IUI '08: Multimodal Chinese text entry with speech and keypad on mobile devices

Yingying Jiang Chinese Academy of Sciences, Beijing, China
Xugang Wang Chinese Academy of Sciences, Beijing, China and Ministry of information Industry Software and Integrated Circuit Promotion Center
Feng Tian Chinese Academy of Sciences, Beijing, China
Xiang Ao Ministry of information Industry Software and Integrated Circuit Promotion Center
Guozhong Dai Chinese Academy of Sciences, Beijing, China
Hongan Wang Chinese Academy of Sciences, Beijing, China

In this paper Jiang et. al. created a multimodal text entry system that uses both keypad and speech entry to reduce the amount of key-presses, time to enter the characters, and number of resulting possible characters to choose from when using a mobile device.

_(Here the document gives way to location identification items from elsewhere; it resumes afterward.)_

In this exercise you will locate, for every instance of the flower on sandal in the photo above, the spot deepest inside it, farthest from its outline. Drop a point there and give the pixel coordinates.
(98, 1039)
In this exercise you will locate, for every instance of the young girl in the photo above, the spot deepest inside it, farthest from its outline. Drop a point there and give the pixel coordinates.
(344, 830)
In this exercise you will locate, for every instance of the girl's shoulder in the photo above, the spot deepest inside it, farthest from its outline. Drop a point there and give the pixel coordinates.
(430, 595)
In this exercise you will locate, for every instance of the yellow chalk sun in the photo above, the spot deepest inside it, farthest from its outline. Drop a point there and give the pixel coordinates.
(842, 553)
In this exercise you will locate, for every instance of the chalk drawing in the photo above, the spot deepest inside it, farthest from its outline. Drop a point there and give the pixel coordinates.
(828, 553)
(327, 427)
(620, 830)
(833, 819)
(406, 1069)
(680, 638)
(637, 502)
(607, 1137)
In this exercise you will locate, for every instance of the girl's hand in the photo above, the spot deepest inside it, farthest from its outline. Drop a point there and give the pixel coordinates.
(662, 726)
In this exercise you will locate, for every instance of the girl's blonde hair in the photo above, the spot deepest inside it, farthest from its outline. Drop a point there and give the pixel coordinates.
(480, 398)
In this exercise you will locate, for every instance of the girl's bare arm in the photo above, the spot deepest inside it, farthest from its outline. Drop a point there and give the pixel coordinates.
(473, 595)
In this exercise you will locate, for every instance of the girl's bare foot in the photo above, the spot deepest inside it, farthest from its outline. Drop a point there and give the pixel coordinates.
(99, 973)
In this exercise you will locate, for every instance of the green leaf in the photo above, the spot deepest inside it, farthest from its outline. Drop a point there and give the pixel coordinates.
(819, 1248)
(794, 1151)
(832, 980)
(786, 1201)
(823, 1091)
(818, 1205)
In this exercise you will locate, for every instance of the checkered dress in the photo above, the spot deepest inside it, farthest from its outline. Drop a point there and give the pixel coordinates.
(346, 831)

Jiang et. al. identify the problem of chinese text entry on mobile keypads as slow and arduous and set out to improve the input method for these characters. The current method is called T9 in which roman phonetic characters (pinyin) corresponding to the sound of the chinese characters are input and then the desired characters are selected from a list of homophones. However this is slow and arduous so the Jiang et. al. proposed a method called "Jianpin" where the initial sound of the each chinese character the user wants is input via keyboard while the user simultaneously says the word they wish to enter.

For example, if the user wants to enter "wang luo" 网络 (network) into a mobile phone using Jianpin, the user presses "95" which corresponds to "w.l" while saying "wang luo" then the user selects 网络 from several other homophones.

Here is an overview of the input method:

A user study was run with 4 college students where 50 words were inputted in both the T9 method and the "Jianpin" method. They measured the number of key presses it took to complete the 50 words with each method. The results are as follows:

My spill:
The Jianpin input system sounds like a great way to reduce ambiguity in the selection set as well as speed up input.
My only bone to pick is that the input scheme requires voice input. I can imagine being on a crowded street in china with hundreds of Chinese entering voice input into their cell phones just so they can text.
It's just more noise pollution that way.
If they can make a faster system without voice input, I'll be impressed.

Knowing Japanese, I was really interested in how the Chinese entered text since they don't have a phonetic system like the Japanese. In the end, it really isn't all that different.